The U.S. bishops’ position, announced in their Pastoral Plan for Pro-Life Activities, has been to support passage of laws to “restrict the practice of abortion as much as possible.” The phrase “as much as possible” is important to the discussion of extremism, as Pope St. John Paul II recognized in writing that pro-life legislators can validly support incremental laws aimed at “limiting the harm” of pro-abortion policies (“Evangelium Vitae,” No. 73).
Pope St. John Paul II recognized in writing that pro-life legislators can validly support incremental laws aimed at “limiting the harm” of pro-abortion policies.
In addition, the bishops have always said that changing laws is not enough by itself.
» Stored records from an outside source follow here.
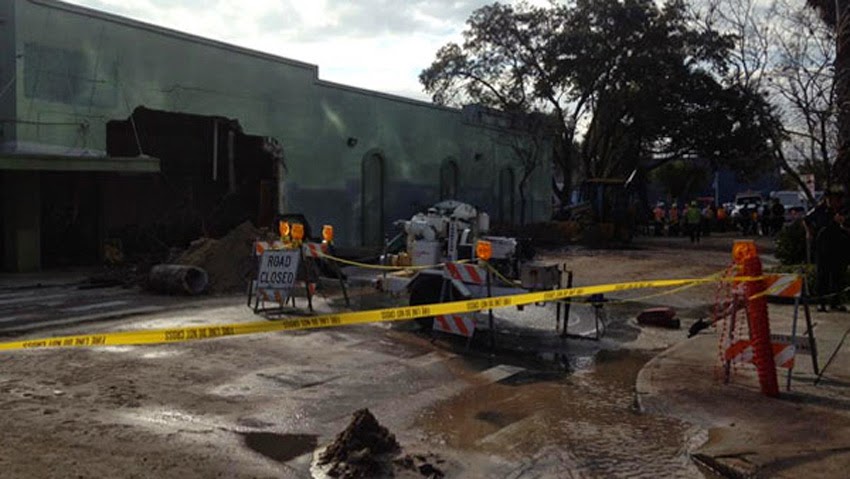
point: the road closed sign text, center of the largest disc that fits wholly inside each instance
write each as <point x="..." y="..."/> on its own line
<point x="278" y="270"/>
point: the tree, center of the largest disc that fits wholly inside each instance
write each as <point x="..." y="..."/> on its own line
<point x="630" y="83"/>
<point x="834" y="14"/>
<point x="793" y="71"/>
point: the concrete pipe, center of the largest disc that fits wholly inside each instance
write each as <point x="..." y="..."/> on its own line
<point x="178" y="279"/>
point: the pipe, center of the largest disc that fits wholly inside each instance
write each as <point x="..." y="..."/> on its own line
<point x="178" y="279"/>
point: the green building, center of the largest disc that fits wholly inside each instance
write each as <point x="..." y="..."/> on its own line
<point x="116" y="129"/>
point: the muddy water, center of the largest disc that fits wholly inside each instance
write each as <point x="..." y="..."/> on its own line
<point x="584" y="424"/>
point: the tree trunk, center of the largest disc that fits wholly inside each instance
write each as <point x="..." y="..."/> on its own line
<point x="841" y="168"/>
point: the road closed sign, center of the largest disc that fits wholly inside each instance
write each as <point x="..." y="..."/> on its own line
<point x="278" y="271"/>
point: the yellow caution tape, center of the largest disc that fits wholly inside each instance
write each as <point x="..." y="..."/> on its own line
<point x="176" y="335"/>
<point x="349" y="262"/>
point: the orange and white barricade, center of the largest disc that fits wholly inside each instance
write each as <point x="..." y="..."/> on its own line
<point x="742" y="352"/>
<point x="461" y="325"/>
<point x="783" y="285"/>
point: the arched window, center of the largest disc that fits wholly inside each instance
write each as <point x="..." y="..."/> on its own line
<point x="506" y="195"/>
<point x="372" y="212"/>
<point x="448" y="179"/>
Since 1975 they have urged a three-pronged effort at education (directed to Catholics and the general public), public policy and pastoral care—with prayer given separate emphasis as a fourth prong in more recent editions of the Pastoral Plan. Their most ambitious pro-life project in recent years is “Walking with Moms in Need,” launched in 2020, but its full implementation was delayed by the pandemic. It challenges dioceses and parishes nationwide to expand their aid to pregnant women and their children, and to serve as accessible resources for connecting these women and their families with social services, health care and other needs. Some church programs provide support and accompaniment through the child’s fifth birthday.
We should also be aware of the abortion proposals collectively supported by the bishops (and by opponents of pro-life legislation) in Congress. Specifically, the bishops support the Pain-Capable Unborn Child Protection Act (called H.R. 1080 in its current form), restricting abortion at 20 weeks or more after fertilization (or the 22nd week of what physicians call gestational age). At this stage, the child not only can feel pain but is fully formed and may be able to survive outside the womb—and some studies suggest that abortion at this point is a greater threat to the mother’s life than childbirth. This legislation has exceptions for when a mother’s life is endangered, as well as for cases of rape or cases of incest involving a minor. Yet abortion advocacy groups oppose it as fiercely as though it were a complete ban on abortions, and it cannot get even a committee hearing in the current Congress.
On the pro-abortion side, extremism is very much in the driver’s seat—and mainstream media protect it through bias and misinformation.
What is moving forward instead? Something called the Women’s Health Protection Act (H.R. 8296), which had been endorsed by dozens of pro-abortion organizations (including Catholics for Choice). It has been approved twice by the House (supported this year by all but one Democrat in that chamber) and is supported by President Biden and by all but one Democrat (Joe Manchin of West Virginia) in the Senate. Far more sweeping than Roe v. Wade, it attacks hundreds of modest and widely supported state laws upheld under Roe on matters such as parental notification, health regulations for clinics, informed consent and requirements that abortions be performed by a licensed physician. Yet national news media routinely misrepresent it as simply “codifying Roe.”
Are there extremists on the fringe of the pro-life movement, as in all movements? Yes. But on the pro-abortion side, extremism is very much in the driver’s seat—and mainstream media protect it through bias and misinformation. My hope is that Catholic journalism will provide a corrective. Meanwhile, the U.S. bishops remain committed to principle—including the principle of respect and support for both patients involved in abortion—as well as to recognizing political realities in a pluralistic society. That deserves to be recognized and emulated.